The bottom line is, if your 2-step plan is to: 1) brief the issue and provide evidence supporting your position; and then 2) “respectfully request that the Court render its decision,” don’t take the second step first.

Several individual plaintiffs filed two class actions against two health insurers in federal court in New Jersey, alleging a variety of state- and federal-law claims predicated on the defendants’ allegedly improper denial of coverage for treatment of eating disorders. The plaintiffs alleged jurisdiction based on ERISA claims (for some of the plaintiffs) and based on CAFA and supplemental jurisdiction (for other plaintiffs). The defendants moved to dismiss the claims in both lawsuits on a variety of grounds. In the course of a complicated opinion responding to both motions, the court addressed Burford abstention, preemption of state-law claims by ERISA, implied causes of action, extinction of claims by discharge in bankruptcy, and other fun issues . . . but still managed to squeeze in some CAFA.

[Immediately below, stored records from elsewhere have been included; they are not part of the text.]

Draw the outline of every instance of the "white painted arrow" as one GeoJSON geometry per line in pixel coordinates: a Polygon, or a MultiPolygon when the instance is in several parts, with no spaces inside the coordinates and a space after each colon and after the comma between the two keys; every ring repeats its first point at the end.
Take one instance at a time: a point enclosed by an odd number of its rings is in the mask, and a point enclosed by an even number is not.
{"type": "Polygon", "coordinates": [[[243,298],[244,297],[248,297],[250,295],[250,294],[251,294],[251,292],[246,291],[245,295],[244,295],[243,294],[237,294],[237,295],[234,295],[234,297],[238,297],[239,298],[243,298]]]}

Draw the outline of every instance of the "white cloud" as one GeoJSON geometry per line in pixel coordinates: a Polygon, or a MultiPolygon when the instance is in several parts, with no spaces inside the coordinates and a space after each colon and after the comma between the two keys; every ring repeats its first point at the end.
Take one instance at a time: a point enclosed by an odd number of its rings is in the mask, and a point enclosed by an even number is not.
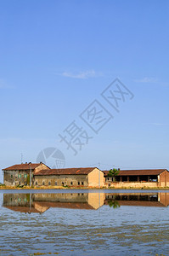
{"type": "Polygon", "coordinates": [[[164,125],[165,124],[162,123],[150,123],[152,125],[164,125]]]}
{"type": "Polygon", "coordinates": [[[63,77],[86,79],[89,78],[96,78],[101,76],[101,73],[96,73],[94,70],[81,71],[79,73],[64,72],[61,73],[63,77]]]}
{"type": "Polygon", "coordinates": [[[8,85],[3,79],[0,79],[0,89],[11,89],[14,88],[11,85],[8,85]]]}
{"type": "Polygon", "coordinates": [[[136,82],[136,83],[144,83],[144,84],[147,84],[147,83],[157,83],[157,79],[155,79],[155,78],[145,77],[145,78],[141,79],[135,79],[134,82],[136,82]]]}

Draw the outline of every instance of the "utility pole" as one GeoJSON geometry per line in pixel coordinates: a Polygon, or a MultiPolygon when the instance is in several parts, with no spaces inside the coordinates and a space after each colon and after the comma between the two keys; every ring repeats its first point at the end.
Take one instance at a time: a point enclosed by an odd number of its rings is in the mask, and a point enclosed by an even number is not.
{"type": "Polygon", "coordinates": [[[31,186],[31,166],[30,166],[30,187],[31,186]]]}
{"type": "MultiPolygon", "coordinates": [[[[100,167],[100,163],[99,162],[99,168],[100,167]]],[[[99,172],[99,187],[100,188],[100,170],[99,172]]]]}

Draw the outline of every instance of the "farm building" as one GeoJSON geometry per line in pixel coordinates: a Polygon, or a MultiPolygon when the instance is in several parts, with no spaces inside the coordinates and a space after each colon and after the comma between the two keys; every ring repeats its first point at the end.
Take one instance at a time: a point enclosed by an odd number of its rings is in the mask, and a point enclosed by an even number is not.
{"type": "Polygon", "coordinates": [[[33,184],[33,175],[42,169],[49,169],[49,167],[43,163],[30,162],[3,169],[3,184],[6,186],[30,185],[30,173],[31,173],[31,183],[33,184]]]}
{"type": "Polygon", "coordinates": [[[123,170],[115,177],[111,177],[109,171],[104,171],[104,173],[108,187],[169,187],[169,172],[166,169],[123,170]]]}
{"type": "Polygon", "coordinates": [[[34,185],[103,187],[104,177],[96,167],[41,170],[34,174],[34,185]]]}

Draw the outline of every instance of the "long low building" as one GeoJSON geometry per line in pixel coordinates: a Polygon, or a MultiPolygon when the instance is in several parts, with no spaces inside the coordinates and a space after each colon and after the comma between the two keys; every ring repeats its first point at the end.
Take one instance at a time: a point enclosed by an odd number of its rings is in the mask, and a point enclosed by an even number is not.
{"type": "Polygon", "coordinates": [[[169,187],[166,169],[123,170],[116,176],[97,167],[50,169],[43,163],[14,165],[3,171],[7,186],[165,188],[169,187]]]}
{"type": "Polygon", "coordinates": [[[34,185],[103,187],[104,177],[96,167],[41,170],[34,174],[34,185]]]}
{"type": "Polygon", "coordinates": [[[105,185],[115,188],[169,187],[169,172],[166,169],[123,170],[115,177],[104,171],[105,185]]]}

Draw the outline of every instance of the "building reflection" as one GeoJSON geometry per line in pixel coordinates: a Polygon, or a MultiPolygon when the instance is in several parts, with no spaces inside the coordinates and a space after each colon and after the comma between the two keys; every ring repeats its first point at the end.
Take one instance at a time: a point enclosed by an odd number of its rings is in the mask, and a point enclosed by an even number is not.
{"type": "Polygon", "coordinates": [[[43,213],[49,208],[97,210],[104,205],[112,208],[121,206],[168,207],[169,193],[35,193],[3,194],[3,206],[25,213],[43,213]]]}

The court noted that the non-ERISA plaintiffs had established minimal diversity and had alleged a class of more than 100 members and more than $5 million in controversy. The defendants contended, however, that the $5 million amount-in-controversy requirement might not be met, and argued that the court should decline jurisdiction under CAFA’s “local controversy” and “home-state controversy” exceptions (§ 1332(d)(4)(A) and (B), respectively). The defendants presented no evidence in support of these contentions, except to assert that only 29.7% of one defendant’s total insureds were outside of the state of New Jersey and that there was no reason why a greater percentage of the class members would be outside of New Jersey, implying that more than two-thirds of the plaintiff class was from the home state of the primary defendant. 

The court was unpersuaded. The court noted an absence of “sufficient evidence upon which to base its determination,” but also noted that discovery had been completed during the pendency of the motions to dismiss. The court, therefore, deferred its decision on the CAFA jurisdiction issue and ordered the defendants to move within 30 days to dismiss the non-ERISA plaintiffs, supporting their motion with evidence (which the court noted was within the control of the defendants), or to file a joint statement with the plaintiffs regarding jurisdiction or lack of jurisdiction, again supporting the position taken with proof.

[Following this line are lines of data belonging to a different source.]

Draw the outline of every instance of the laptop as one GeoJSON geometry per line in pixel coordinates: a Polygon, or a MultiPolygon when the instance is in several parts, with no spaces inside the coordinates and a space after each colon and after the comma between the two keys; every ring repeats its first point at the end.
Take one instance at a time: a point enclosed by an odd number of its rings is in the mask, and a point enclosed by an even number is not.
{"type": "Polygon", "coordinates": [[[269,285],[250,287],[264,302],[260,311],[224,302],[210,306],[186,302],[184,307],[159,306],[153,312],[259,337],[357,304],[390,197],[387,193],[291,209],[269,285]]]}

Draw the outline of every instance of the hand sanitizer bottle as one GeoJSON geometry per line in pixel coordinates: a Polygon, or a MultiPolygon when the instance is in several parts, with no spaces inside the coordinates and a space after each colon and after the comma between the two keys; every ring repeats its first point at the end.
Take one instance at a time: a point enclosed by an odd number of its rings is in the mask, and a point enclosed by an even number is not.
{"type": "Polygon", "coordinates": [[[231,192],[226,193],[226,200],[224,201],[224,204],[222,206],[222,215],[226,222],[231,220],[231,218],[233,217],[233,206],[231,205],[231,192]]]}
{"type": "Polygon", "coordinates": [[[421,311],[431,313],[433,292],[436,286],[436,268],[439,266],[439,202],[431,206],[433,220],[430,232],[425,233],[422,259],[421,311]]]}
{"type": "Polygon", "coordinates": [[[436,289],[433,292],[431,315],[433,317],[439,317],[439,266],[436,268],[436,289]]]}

In the context of discussing the insufficiency of the evidence regarding CAFA jurisdiction, the court made mention of a letter sent to the court by one of the defendants, in which the defendant stated that it was “respectfully request[ing] that the Court render its decision” on subject-matter jurisdiction under CAFA. The court pointedly noted that the letter had been submitted “without submitting any additional evidence,” and that the letter provided “no grounds upon which the Court could render a final decision upon the issue.”

That is, (to paraphrase): evidence first, ‘hurry-up and decide’ letter second (if at all).